Assessment of Groundwater Potential in a Mountainous Area Using Machine Learning and GIS, Rherhaya Basin, High Atlas, Morocco

Abstract

Mountainous regions are vital for recharging aquifers in plain areas downstream, but understanding the geological, hydrogeological, and climatic factors is crucial to comprehend groundwater processes in these regions. Several parameters, including lithology, topography, secondary porosity, geological structures, and climatic conditions, affect the potential of groundwater in mountainous aquifers. Traditional groundwater modeling tools face several challenges in handling large amounts of real-time data, such as extracting useful features, quantifying uncertainty, and identifying links between different variables.

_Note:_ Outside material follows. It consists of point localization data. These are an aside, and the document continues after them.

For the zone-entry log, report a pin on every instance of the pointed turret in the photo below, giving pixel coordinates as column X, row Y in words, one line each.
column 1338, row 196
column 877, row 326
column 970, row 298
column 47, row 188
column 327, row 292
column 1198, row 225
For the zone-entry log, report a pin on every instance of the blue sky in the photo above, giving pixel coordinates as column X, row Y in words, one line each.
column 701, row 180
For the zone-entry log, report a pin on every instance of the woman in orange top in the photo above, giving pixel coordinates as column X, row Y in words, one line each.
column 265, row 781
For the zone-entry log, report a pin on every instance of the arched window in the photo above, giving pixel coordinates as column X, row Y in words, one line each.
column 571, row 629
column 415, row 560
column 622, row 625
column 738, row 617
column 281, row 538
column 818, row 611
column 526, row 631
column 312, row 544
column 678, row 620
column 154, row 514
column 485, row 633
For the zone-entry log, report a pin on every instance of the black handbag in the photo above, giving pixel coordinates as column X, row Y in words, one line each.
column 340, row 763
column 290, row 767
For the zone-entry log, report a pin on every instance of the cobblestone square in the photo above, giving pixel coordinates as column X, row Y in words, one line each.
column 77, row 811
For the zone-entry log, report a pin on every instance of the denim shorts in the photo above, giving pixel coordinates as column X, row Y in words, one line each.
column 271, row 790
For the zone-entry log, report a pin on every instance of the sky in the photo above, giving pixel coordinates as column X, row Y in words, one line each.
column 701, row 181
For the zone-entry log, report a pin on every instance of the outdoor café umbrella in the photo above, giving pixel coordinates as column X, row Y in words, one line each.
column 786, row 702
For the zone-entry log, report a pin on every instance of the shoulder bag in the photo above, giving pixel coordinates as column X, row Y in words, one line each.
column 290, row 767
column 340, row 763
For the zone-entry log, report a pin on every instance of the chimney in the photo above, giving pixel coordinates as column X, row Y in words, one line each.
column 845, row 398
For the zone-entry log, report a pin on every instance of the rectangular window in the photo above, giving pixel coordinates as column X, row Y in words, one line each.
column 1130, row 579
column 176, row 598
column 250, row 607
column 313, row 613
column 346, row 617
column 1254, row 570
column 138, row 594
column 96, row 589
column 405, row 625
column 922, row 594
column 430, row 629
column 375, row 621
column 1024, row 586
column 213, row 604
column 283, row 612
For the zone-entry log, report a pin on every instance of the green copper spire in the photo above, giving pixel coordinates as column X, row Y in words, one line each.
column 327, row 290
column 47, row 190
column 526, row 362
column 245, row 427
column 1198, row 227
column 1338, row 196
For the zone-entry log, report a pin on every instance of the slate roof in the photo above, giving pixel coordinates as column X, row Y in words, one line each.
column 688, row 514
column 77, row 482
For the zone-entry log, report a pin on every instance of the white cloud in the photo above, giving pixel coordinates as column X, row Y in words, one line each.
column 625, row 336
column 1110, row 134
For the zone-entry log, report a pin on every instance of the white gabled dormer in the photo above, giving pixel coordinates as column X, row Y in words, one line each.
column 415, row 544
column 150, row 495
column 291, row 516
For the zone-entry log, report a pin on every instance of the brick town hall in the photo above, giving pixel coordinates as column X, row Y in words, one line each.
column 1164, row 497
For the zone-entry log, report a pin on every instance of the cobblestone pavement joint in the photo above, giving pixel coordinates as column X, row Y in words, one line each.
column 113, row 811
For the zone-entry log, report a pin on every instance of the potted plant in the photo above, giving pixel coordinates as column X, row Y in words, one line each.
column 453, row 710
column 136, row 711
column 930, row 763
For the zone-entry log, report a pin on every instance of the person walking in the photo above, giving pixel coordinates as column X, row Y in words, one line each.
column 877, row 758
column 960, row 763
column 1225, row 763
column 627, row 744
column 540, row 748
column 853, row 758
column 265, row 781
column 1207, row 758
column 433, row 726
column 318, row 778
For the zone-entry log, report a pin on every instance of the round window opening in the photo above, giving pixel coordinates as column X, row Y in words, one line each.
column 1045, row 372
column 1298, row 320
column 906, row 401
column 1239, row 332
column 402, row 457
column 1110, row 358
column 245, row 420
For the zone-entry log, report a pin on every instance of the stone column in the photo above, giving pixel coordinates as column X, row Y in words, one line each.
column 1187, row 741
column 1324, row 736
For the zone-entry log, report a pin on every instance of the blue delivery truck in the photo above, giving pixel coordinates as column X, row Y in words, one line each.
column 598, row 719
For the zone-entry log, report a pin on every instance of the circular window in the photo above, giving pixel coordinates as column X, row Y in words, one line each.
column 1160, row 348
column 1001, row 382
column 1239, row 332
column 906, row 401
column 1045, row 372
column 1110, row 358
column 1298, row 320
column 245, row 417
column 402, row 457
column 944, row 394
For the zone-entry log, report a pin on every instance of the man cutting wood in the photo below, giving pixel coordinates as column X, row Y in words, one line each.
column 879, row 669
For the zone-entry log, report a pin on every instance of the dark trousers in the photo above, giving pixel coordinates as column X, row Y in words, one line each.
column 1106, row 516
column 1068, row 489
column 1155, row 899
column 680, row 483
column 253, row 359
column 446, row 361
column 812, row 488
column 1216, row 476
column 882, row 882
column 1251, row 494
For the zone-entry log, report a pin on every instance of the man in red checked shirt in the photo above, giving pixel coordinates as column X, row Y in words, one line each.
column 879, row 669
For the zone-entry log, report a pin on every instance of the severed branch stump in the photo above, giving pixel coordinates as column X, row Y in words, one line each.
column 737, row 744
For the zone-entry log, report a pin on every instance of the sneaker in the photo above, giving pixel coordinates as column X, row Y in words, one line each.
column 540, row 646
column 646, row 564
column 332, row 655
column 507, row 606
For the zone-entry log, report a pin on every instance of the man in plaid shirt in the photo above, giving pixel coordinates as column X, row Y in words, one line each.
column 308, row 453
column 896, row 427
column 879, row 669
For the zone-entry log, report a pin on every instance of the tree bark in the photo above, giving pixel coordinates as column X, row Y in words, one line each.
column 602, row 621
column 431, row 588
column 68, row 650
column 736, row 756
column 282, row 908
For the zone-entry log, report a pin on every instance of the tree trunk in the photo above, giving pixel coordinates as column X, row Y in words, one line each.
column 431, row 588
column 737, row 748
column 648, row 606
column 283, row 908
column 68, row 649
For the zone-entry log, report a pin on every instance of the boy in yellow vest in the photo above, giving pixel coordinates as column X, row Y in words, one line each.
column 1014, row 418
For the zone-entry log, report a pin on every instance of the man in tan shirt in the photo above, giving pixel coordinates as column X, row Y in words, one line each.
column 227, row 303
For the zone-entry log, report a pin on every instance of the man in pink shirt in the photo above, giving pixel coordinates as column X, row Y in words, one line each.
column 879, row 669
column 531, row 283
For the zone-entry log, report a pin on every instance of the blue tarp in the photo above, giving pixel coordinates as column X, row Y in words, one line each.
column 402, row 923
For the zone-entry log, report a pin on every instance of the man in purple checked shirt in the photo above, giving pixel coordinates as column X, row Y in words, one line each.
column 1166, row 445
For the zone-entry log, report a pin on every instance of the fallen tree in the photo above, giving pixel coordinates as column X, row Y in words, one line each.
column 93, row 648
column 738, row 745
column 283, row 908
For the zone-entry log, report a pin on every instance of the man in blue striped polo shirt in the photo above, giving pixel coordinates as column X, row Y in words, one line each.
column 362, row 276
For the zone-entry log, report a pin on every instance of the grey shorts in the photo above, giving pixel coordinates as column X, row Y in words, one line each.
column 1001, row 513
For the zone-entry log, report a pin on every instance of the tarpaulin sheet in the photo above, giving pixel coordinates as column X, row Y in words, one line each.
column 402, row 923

Recent technological advances in artificial intelligence, particularly machine learning, provide solutions for hydrogeological research and applications. This paper focuses on modeling potential zones of groundwater sources using various methodologies based on GIS, spatial remote sensing, and machine learning. The study evaluated three models, Random Forest, Support Vector Machine, and Logistic Regression, in identifying potential groundwater zones in the Rherhaya watershed. More than 200 localized spring points were needed to ensure efficient model learning. The Support Vector Machine model demonstrated the highest performance during the 70/30% split, with a ROC-AUC of 84.4% for the test data. The study identified four critical conditioning factors of groundwater potentiality, including Topographic position index, River Distance, Valley Depth, and Plane Curvature. The models also highlighted the distance to rivers as a significant factor, particularly in the upstream portion of the watershed. The very low potentiality class occupied the largest area (over 32%), followed by low (between 24 and 29%), moderate (12–19%), high (10–14%), and very high (only 9–12%) classes. Only the Support Vector Machine model predicted that 12% of the catchment area had high potential for groundwater resources, indicating its superior performance in identifying high-potential zones. The results offer valuable insights that can aid decision-makers in effectively managing water resources in vulnerable areas.